Professor Anne Bamford sees the arts as ‘rich in the fusion skills’ and the cultural and creative learning strategy of the City of London champions the development of these skills throughout all of their educational offers. Fusion skills offer is a person-centric approach, equipping people with expertise that is necessary for success’. By engaging in creative activity young people are enhancing their ‘fusion’ skills, the very skills employers recognised as being in need of championing in their employees, as highlighted in research conducted by Nesta in 2019 for the City of London.
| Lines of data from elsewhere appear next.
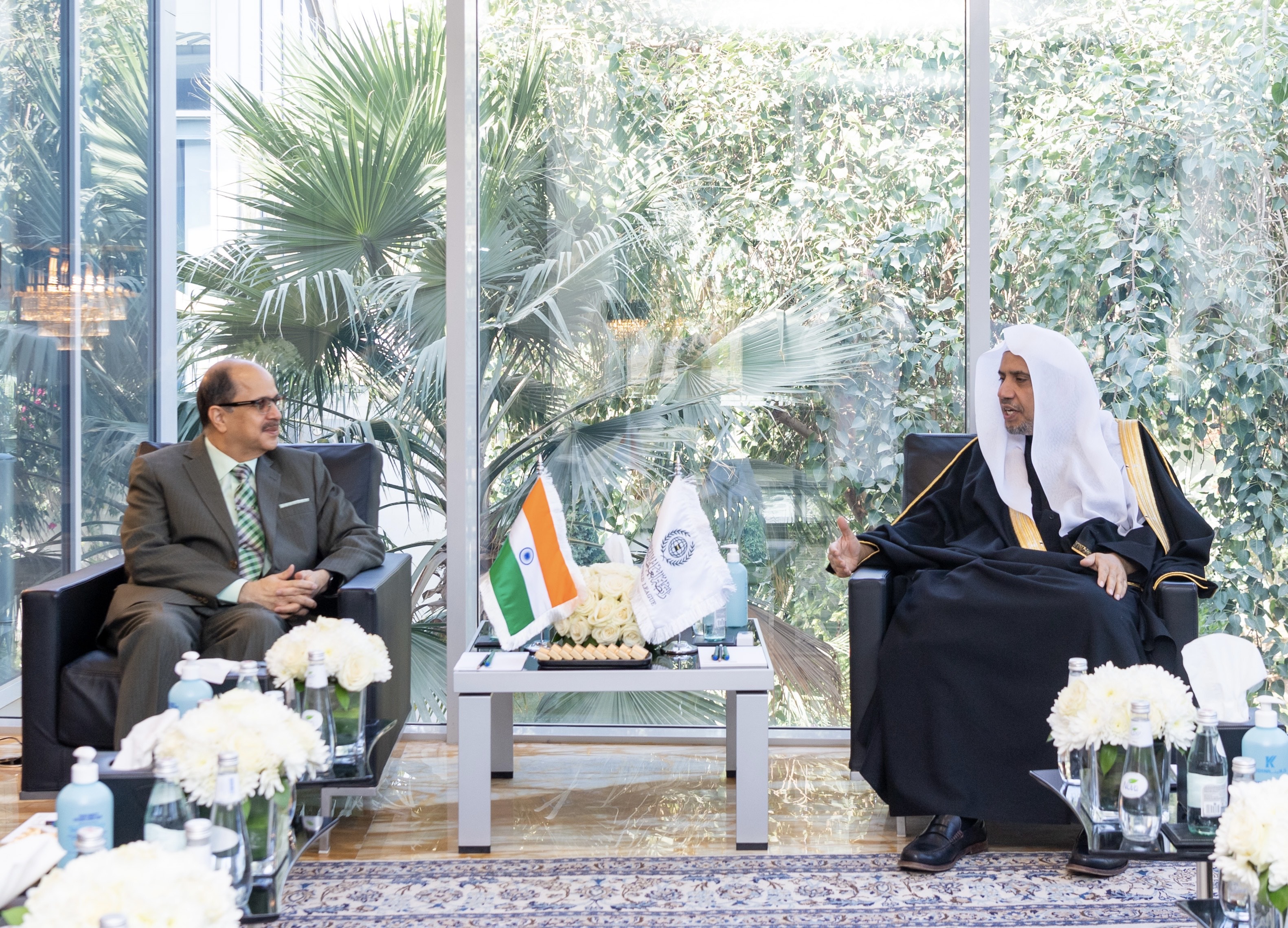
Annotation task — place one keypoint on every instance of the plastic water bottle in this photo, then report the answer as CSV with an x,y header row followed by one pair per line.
x,y
230,841
1206,774
248,677
317,704
1071,761
1140,798
169,810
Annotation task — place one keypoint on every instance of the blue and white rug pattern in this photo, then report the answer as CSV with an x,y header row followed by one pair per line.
x,y
726,892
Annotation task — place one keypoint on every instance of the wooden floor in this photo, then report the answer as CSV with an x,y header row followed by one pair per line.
x,y
597,800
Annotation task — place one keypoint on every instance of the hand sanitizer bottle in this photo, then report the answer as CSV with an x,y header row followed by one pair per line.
x,y
1266,744
736,610
81,803
191,689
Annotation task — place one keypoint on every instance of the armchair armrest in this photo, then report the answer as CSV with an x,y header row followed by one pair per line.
x,y
869,597
61,620
380,601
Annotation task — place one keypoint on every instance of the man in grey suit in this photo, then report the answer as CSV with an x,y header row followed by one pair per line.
x,y
224,538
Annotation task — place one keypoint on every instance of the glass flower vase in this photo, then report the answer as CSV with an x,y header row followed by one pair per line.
x,y
1103,774
349,710
268,823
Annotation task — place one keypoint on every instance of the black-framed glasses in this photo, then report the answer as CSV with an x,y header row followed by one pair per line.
x,y
262,404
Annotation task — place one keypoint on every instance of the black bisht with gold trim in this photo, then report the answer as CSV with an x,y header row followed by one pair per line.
x,y
988,607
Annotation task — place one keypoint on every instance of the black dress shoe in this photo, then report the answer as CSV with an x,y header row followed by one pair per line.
x,y
1090,864
943,842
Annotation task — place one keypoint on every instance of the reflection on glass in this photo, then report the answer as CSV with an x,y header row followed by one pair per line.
x,y
1139,205
727,233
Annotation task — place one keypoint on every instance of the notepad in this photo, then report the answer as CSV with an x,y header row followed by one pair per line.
x,y
738,657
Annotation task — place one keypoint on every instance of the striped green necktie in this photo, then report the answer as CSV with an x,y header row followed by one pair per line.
x,y
252,544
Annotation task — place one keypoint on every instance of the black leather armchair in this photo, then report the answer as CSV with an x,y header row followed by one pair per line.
x,y
70,687
924,458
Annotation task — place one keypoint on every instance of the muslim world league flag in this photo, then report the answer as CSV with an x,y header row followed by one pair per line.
x,y
685,574
534,581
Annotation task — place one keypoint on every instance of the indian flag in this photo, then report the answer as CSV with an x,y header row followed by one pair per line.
x,y
534,581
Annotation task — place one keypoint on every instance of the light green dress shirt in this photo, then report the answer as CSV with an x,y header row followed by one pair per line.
x,y
224,466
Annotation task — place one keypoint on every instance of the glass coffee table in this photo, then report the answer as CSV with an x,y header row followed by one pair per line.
x,y
1174,843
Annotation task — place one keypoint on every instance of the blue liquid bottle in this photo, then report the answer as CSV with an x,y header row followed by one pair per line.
x,y
81,803
191,689
736,609
1268,743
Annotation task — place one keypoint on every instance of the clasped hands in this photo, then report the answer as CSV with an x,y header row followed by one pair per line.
x,y
845,555
287,593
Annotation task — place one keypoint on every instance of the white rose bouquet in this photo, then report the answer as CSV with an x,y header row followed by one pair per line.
x,y
353,658
1095,710
275,747
1253,840
140,881
605,615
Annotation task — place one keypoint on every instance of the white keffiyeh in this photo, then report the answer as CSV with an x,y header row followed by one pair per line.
x,y
1076,449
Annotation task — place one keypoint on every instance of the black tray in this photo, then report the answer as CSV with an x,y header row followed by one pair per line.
x,y
645,664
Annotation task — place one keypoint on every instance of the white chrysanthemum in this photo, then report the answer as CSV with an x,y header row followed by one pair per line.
x,y
275,747
348,647
1254,834
149,886
1095,709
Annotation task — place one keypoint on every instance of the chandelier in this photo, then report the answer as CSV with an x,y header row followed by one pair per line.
x,y
90,299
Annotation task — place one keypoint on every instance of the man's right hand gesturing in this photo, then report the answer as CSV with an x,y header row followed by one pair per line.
x,y
280,593
845,553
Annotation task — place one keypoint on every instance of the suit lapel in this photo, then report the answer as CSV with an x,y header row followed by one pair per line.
x,y
202,472
267,484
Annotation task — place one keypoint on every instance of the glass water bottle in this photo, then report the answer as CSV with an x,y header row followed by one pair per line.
x,y
317,704
1140,797
169,810
1235,899
1206,775
248,677
1071,761
230,841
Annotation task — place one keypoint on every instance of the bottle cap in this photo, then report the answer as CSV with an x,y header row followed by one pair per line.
x,y
89,840
190,669
84,771
197,832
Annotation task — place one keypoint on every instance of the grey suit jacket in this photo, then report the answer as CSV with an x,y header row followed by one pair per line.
x,y
177,534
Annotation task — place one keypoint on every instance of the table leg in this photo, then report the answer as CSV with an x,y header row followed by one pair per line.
x,y
503,737
1203,880
731,734
473,774
751,803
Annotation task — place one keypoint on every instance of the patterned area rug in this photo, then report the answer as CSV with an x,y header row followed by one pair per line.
x,y
761,891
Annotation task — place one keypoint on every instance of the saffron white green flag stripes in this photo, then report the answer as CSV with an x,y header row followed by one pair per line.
x,y
534,581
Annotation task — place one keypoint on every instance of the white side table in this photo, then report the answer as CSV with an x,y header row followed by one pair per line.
x,y
487,732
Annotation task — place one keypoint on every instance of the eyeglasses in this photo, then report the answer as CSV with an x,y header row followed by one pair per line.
x,y
262,404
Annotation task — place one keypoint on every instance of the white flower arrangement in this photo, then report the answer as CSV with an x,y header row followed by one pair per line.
x,y
1253,840
141,881
353,658
275,747
605,615
1095,709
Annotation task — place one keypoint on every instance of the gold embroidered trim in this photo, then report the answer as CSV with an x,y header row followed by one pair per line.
x,y
1193,578
1027,532
1138,472
932,485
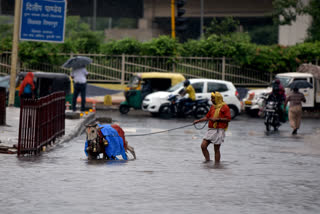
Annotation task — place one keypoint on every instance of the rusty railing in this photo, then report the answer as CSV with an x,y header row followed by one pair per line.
x,y
41,122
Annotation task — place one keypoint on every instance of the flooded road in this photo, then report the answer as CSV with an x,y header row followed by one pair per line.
x,y
260,172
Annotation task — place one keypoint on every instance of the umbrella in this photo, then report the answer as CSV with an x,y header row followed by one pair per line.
x,y
77,62
300,84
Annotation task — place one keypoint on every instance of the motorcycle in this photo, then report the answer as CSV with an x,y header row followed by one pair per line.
x,y
271,115
198,108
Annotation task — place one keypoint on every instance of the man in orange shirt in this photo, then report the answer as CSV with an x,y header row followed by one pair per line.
x,y
219,117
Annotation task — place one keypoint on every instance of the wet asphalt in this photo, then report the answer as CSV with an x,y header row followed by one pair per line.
x,y
260,172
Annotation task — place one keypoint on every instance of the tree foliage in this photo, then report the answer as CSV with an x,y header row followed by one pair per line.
x,y
225,26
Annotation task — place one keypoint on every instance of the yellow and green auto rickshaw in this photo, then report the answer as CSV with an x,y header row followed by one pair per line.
x,y
47,83
142,84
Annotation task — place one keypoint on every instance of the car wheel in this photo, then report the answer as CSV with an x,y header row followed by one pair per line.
x,y
153,114
124,109
165,111
233,111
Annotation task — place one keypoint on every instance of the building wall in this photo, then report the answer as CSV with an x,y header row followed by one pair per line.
x,y
296,32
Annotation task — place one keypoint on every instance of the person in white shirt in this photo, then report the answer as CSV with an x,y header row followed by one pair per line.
x,y
79,76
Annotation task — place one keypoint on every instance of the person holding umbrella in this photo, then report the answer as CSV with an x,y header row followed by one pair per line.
x,y
79,74
295,110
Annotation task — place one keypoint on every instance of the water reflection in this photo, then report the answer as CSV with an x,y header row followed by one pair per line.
x,y
258,174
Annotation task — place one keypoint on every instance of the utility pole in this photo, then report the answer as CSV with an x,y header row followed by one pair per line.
x,y
94,15
14,55
201,19
173,21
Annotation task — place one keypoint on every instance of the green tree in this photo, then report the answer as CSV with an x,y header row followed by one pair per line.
x,y
286,11
225,26
314,30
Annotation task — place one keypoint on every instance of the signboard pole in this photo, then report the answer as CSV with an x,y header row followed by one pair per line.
x,y
14,56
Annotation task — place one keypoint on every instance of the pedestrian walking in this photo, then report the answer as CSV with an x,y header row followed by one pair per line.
x,y
295,109
219,118
79,76
27,87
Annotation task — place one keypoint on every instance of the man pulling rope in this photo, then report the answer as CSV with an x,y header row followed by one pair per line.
x,y
219,117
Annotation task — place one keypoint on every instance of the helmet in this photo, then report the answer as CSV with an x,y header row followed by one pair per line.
x,y
186,83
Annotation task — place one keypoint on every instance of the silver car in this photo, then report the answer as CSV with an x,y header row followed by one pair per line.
x,y
203,87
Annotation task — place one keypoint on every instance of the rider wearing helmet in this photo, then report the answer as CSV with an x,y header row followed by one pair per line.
x,y
278,95
188,89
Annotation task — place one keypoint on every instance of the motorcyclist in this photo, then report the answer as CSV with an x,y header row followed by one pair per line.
x,y
188,89
277,95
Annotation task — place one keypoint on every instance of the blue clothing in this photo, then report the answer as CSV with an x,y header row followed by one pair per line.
x,y
115,142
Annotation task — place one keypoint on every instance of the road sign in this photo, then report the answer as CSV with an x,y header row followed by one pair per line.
x,y
43,20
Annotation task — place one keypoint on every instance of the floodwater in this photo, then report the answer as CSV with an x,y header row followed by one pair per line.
x,y
260,173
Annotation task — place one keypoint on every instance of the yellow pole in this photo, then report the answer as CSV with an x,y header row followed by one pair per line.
x,y
173,22
14,56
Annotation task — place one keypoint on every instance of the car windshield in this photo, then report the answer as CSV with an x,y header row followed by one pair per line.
x,y
175,87
284,81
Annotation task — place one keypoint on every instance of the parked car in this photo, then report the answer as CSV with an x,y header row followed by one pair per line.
x,y
203,87
142,84
251,101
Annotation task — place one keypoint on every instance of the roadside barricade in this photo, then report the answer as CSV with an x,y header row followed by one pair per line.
x,y
41,122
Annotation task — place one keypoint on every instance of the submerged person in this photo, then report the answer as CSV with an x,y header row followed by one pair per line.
x,y
219,117
295,109
27,87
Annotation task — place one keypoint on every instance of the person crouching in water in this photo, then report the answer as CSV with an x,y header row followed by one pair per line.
x,y
219,118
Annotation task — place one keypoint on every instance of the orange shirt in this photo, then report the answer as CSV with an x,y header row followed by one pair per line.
x,y
224,113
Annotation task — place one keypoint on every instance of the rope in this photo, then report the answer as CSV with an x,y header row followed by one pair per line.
x,y
181,127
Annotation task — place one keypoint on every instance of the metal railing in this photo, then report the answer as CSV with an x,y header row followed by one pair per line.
x,y
41,122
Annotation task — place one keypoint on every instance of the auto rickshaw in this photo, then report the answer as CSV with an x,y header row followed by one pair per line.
x,y
47,83
142,84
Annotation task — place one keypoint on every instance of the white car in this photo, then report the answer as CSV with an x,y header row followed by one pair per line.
x,y
203,87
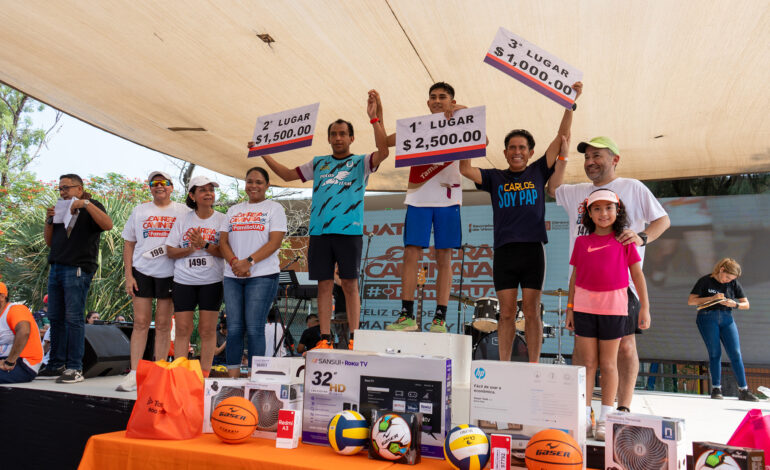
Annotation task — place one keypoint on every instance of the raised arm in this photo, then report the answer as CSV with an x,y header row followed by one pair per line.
x,y
470,171
373,108
557,178
565,128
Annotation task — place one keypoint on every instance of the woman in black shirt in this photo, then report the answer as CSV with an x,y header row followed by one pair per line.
x,y
715,295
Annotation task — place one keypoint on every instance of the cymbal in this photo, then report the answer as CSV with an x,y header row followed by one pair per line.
x,y
462,299
557,293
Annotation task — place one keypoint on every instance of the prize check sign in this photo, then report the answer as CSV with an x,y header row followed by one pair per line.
x,y
534,67
283,131
434,138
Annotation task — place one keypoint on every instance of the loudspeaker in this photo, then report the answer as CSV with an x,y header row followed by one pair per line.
x,y
107,351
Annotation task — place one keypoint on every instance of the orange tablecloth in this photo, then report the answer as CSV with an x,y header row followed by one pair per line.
x,y
116,451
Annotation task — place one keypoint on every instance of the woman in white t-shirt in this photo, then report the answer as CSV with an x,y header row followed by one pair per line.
x,y
194,244
149,272
251,236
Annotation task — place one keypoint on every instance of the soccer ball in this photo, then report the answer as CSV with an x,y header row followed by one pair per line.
x,y
348,432
716,459
391,436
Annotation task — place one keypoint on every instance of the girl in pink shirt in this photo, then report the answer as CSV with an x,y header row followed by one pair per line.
x,y
598,299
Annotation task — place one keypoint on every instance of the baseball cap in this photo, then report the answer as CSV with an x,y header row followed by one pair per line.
x,y
600,142
200,180
159,173
602,195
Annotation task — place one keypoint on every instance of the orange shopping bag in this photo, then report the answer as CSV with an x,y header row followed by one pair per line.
x,y
169,400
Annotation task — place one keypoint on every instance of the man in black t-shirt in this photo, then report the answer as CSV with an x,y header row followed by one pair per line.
x,y
518,215
74,241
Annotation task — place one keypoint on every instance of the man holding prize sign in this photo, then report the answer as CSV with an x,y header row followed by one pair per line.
x,y
337,213
518,209
433,200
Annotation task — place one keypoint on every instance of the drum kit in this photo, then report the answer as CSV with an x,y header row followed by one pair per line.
x,y
486,315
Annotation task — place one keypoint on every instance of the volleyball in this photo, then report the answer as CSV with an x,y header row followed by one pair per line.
x,y
348,432
466,447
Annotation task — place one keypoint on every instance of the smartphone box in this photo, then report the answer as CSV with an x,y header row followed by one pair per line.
x,y
289,428
282,370
269,399
500,458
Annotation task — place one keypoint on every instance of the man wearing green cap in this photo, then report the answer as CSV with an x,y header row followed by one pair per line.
x,y
647,221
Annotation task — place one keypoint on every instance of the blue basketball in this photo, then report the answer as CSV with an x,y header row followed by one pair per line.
x,y
348,432
467,448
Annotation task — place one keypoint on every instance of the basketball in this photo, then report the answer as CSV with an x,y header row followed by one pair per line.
x,y
234,419
348,432
552,449
466,448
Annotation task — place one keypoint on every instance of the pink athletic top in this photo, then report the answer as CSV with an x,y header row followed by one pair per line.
x,y
601,265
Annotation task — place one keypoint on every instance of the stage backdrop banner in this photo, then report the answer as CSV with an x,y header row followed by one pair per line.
x,y
703,230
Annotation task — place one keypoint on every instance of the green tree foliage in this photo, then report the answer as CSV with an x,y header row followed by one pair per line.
x,y
20,140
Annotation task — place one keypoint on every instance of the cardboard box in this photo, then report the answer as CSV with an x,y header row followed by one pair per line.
x,y
337,380
710,455
636,441
217,389
269,399
520,399
282,370
459,348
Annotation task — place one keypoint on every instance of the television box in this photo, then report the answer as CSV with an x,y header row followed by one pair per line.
x,y
217,389
269,399
459,348
710,455
635,441
282,370
337,380
520,399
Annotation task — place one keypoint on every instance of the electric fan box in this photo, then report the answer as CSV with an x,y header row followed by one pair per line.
x,y
519,399
636,441
337,380
269,399
217,389
282,370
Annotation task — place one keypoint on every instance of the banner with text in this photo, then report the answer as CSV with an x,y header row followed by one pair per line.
x,y
535,67
434,138
286,130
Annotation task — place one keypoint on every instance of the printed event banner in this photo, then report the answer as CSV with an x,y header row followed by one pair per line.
x,y
286,130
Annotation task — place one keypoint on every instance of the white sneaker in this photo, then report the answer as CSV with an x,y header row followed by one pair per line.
x,y
599,433
128,384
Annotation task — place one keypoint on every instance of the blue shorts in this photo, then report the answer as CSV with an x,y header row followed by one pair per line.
x,y
445,222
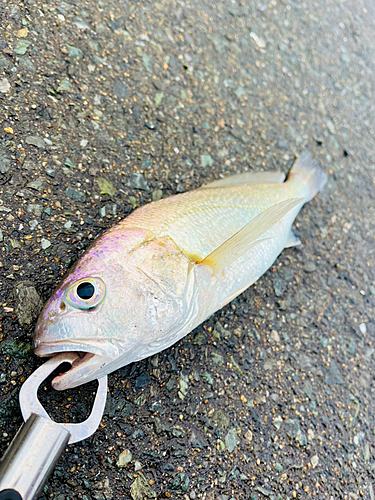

‘While STEM has certainly been the hero of this current pandemic and will we hope bring us safely through it will be arts education that we will need in the aftermath and recovery’, says Desmond Deehan, CEO of Odyssey Trust for Education. ‘A rich and full arts education is vital for closing the achievement gap that will have widened and ensuring social mobility is a reality. That is why we have made it central to our curriculum’. Professor Anne Bamford concurs that ‘arts provide us with the fusion skills to feel a sense of wellbeing and to flourish even at this most challenging of times’. ‘This time of lockdown’, says Professor Alison Peacock of the Chartered College of Teaching, ‘shows just how much we love and need the arts. Whether this is music, dance, creating, theatre, drama or storytelling – the arts help us celebrate life’.

Julia Lawrence, an Associate at the Paul Hamlyn Foundation, has highlighted how much resource is being providing for schools as ‘arts and cultural organisations are making heroic efforts to share resources online’. Culture Mile, in the City of London, have been sending out weekly ‘Culture and Creativity at Home’ packs that signpost resources and ideas for pupils of all key stages to be creative. Julia does warn that we need to be aware ‘that some families had either little or limited access to the internet’; Culture Mile have created printed Culture and Creativity at Home packs to be distributed locally through food banks, mutual aid groups, and community centres for families without good access to the internet and/or to art materials. Stella Duffy has also raised the issue of the huge numbers of people without internet access and is championing approaches to engaging in creativity offline through her #tinyrevolutions.

It’s very clear we have a vital part to play as creative arts teachers in the months ahead as our pupils return to schools. We can promote engagement through the huge amount of arts and cultural material to watch and listen to, but also there is a need to foster the creative behaviours the arts enable; considering novel and unexpected approaches to problems, collaborating with others but maintaining the agency for young people to be creative with their own interests. All subjects can embrace creativity if we opt to promote these creative behaviours; all schools can be still be arts schools.